A new framework for aerosol simulation

 

Authors

Fierce Laura — Brookhaven National Laboratory
Robert L. McGraw — Brookhaven National Laboratory

Category

Microphysics (cloud, aerosol and/or precipitation)

Description

Forcing by atmospheric aerosols remains a large source of uncertainty in assessing human influences on the climate. Although global models have moved toward including more detailed representations of aerosol populations, aerosol microphysical schemes have been evaluated against benchmark models in only limited cases. Here we introduce a new framework for simulating atmospheric aerosols based on the Quadrature Method of Moments.

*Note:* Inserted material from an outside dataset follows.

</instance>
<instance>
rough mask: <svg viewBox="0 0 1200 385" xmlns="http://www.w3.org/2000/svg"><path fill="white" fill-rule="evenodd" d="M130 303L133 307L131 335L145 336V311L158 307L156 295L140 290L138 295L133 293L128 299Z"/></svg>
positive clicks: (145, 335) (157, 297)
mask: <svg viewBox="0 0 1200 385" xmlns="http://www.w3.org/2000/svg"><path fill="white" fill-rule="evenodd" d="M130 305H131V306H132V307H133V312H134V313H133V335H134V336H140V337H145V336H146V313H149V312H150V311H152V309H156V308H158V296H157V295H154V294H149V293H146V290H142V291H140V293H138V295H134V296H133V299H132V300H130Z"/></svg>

This new aerosol model has been designed to reproduce key features of benchmark populations simulated by the particle-resolved model PartMC-MOSAIC, while tracking as little information about aerosol distributions as is necessary. The quadrature-based model simulates the aerosol evolution using a small number of weighted particles and is, therefore, designed as a reduced particle-based model. By applying principles of maximum entropy, the quadrature-based model efficiently reproduces distributions with respect to key aerosol properties, such as critical supersaturation for cloud condensation nuclei activation and optical cross sections, with high accuracy. In addition to providing an optimized aerosol model, the present study also describes how multi-scale modeling can be used as a tool for development of advanced aerosol microphysical schemes.